Im Streit zwischen Plattformist*innen und Egoist*innen über das „Wesen“ des Anarchismus erweisen sich beide Lager jedoch auch noch in anderer Hinsicht als zwei Seiten derselben Medaille: In ihrem Verständnis bzw. ihrem jeweiligen Umgang mit „Politik“. Während die egoistischen Individualanarchist*innen in ihren Ansichten und Herangehensweisen konsequent anti-politisch sein wollen, kippt der plattformistische Anarch@-Kommunismus in eine ultra-politische Richtung um. Bei ersterem wird der Anspruch aufgegeben, Gesellschaft umfassend begreifen und verändern zu wollen und sich dabei auf den Mythos der Wahrheit subjektiven Erlebens bezogen, mit dem die bestehende Herrschaftsordnung nie radikal angefochten werden kann. Bei zweiterem ist zurecht zu fragen, ab welchem Punkt der anarchistische Kommunismus sich denn wirklich noch von autoritär-kommunistischen Gruppierungen unterscheidet.

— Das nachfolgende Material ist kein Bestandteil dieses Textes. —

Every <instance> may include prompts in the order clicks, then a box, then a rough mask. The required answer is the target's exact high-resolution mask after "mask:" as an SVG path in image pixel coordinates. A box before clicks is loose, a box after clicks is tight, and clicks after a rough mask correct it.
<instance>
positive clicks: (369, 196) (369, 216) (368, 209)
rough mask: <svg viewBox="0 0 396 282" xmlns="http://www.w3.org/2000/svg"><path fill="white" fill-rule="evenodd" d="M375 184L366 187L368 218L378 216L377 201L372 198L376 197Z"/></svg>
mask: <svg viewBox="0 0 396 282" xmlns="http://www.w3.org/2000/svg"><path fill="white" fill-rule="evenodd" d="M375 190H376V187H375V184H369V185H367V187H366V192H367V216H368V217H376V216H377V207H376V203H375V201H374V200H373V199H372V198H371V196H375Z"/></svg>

Wie ich nicht müde werde zu betonen, liegt die Wahrheit des Anarchismus – wenn mit ihm die gegebenen gesellschaftlichen Bedingungen radikal und umfassend verändert werden sollen – dazwischen. Erst mit dem Verstehen der (Anti-)Politik im Anarchismus wird eine anarchistische Politik der Autonomie möglich, welche sich gleichermaßen von Plattformismus, wie von Egoismus unterscheidet.